Babungo is a Grassfields Bantu language within the Benue – Congo language family (ISO 639-3 language code: bav). Along with languages such as Kom, Lamnsoˈ and Babanki, it belongs to the Ring subgroup of Western Grassfields Bantu (Hyman, 1979). The Ethnologue gives the following classification: Niger-Congo, Atlantic-Congo, Volta-Congo, Benue-Congo, Bantoid, Southern, Wide Grassfields, Narrow Grassfields, Ring, South. (Simons and  Fennig, eds. 2018.)

There are approximately 27,000 speakers of the Babungo language. They live in one large village on the Ndop plain, Ngoketunjia Division of the North West Region of Cameroon. The Babungo people call their village və̀ŋóo and their language gháŋ və̀ŋóo (i.e. language of və̀ŋóo).

Since the Babungo people all live closely together, there are only small dialectal variations in their speech. For example, there are speakers who pronounce double plosives ([gb] or [kp]) in a few words where other speakers pronounce plain velar ones ([g] or [k]).
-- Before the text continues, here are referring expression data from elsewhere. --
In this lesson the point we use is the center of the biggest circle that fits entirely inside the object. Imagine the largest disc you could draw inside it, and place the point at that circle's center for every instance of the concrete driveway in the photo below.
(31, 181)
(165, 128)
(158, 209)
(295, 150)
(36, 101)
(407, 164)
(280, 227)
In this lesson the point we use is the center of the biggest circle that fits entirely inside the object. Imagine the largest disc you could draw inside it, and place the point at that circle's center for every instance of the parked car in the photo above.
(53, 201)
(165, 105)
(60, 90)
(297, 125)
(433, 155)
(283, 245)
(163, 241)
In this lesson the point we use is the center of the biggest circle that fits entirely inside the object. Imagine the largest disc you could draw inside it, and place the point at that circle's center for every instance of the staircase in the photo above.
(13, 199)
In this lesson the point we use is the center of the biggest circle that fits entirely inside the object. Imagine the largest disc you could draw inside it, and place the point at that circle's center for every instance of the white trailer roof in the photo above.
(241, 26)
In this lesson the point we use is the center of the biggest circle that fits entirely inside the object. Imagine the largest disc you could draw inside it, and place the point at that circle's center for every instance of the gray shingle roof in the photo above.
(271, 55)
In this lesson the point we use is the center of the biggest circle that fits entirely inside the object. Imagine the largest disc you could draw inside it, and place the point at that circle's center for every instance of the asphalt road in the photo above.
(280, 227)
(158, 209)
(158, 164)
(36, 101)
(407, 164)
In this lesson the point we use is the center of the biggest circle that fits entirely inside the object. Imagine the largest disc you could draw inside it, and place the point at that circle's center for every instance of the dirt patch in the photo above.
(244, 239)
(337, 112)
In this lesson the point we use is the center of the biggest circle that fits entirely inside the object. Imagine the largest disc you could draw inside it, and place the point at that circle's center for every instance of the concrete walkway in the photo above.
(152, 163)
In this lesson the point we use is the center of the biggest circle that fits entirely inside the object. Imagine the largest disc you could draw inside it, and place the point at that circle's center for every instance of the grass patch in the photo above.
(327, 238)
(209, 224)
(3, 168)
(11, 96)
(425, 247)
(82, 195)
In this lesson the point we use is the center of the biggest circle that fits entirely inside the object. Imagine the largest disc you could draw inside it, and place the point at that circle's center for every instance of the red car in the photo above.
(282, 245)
There are some differences in preference of vocabulary as well.

The Babungo alphabet follows the General Alphabet of Cameroon Languages, which was adopted in 1979 by the National Committee for the unification and harmonisation of the alphabets of Cameroon languages.

The dictionary is divided into three parts: the Babungo-English Dictionary which is the main section, the English-Babungo Index which is intended for those who want to find a Babungo word via the English translation. The third part is a lists of proper names of people with explanations of their meaning in English (go to the Language tab, Appendix: List of Babungo names. The main part contains just under 3,000 main entries.